Recipe adapted from Squidoo.com:(makes 6 rolls)
Ingredients:
6 sheets rice paper
2 large leaves of green lettuce, cut into small pieces
3 ounces rice vermicelli, cooked
1/2 cup cilantro, chopped
12 mint leaves
9 large shrimps, cooked, peeled, deveined and cut in halfs

For the dipping sauce:
1 tablespoon fish sauce
3 tablespoons warm water
1 1/2 tablespoons fresh lime juice
3/4 clove garlic, minced
1 1/4 tablespoons white sugar
1/3 teaspoon garlic chili sauce (Chirashi)
2 3/4 tablespoons hoisin sauce
1 teaspoon finely chopped peanuts (I replaced the sugar and peanuts with 1 tablespoon of peanut butter)

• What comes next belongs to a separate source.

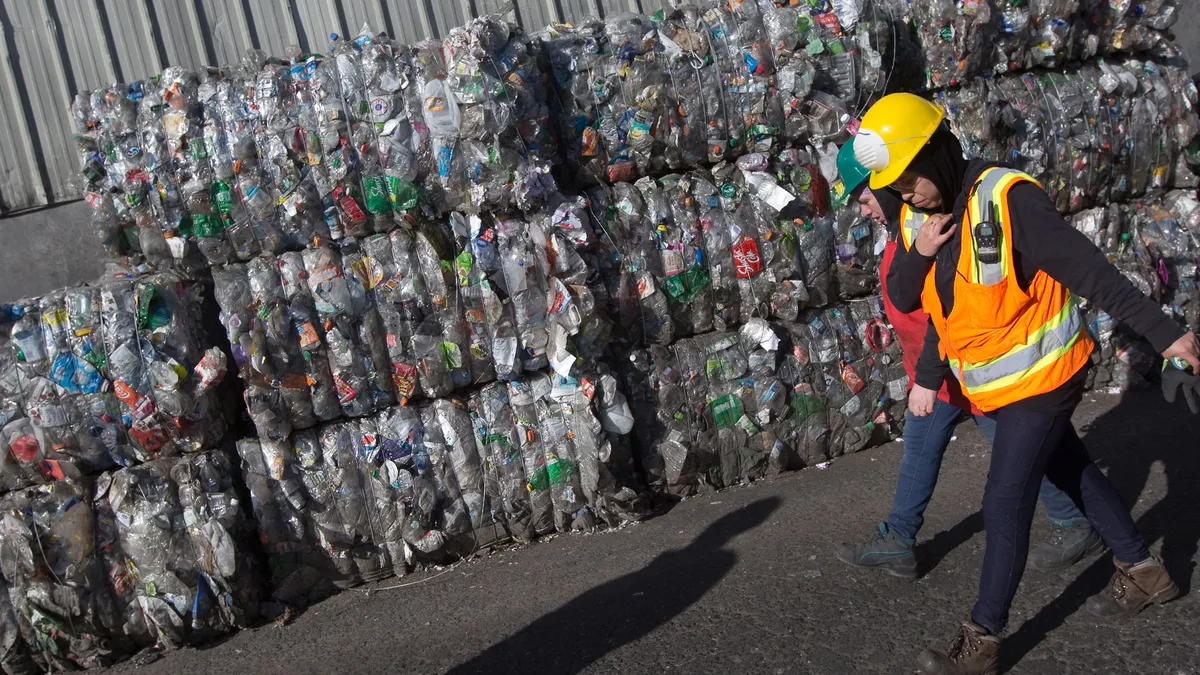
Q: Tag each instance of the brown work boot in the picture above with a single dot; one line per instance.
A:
(1133, 589)
(972, 652)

1. Bring the water to boil. Boil rice vermicelli 3 to 5 minutes, or until al dente, and drain.
2. Dip the rice paper in a large bow of warm water so it will become soft
3. Place the rice paper on a flat area, then stack small amount of lettuce, rice noddles, cilantro, mint leaves, and 3 haft shrimps
4. Roll the rice paper
5. In a small bowl, mix the fish sauce, water, lime juice, garlic, sugar and chili sauce together.
6. In another bowl, mix hoisin sauce, peanuts, and chilli sauce. Serve the rolls with these two sauce.

2 comments:

sugarlens said...

I make a different version of this myself with all kinds of veggies, meat, and mung bean noodles. Yum.

However, I like spring rolls far more than summer rolls. Deep fried is always better in my book.

knickknacks said...

I like all things deep fried too! :) But it creates such a mess in the kitchen!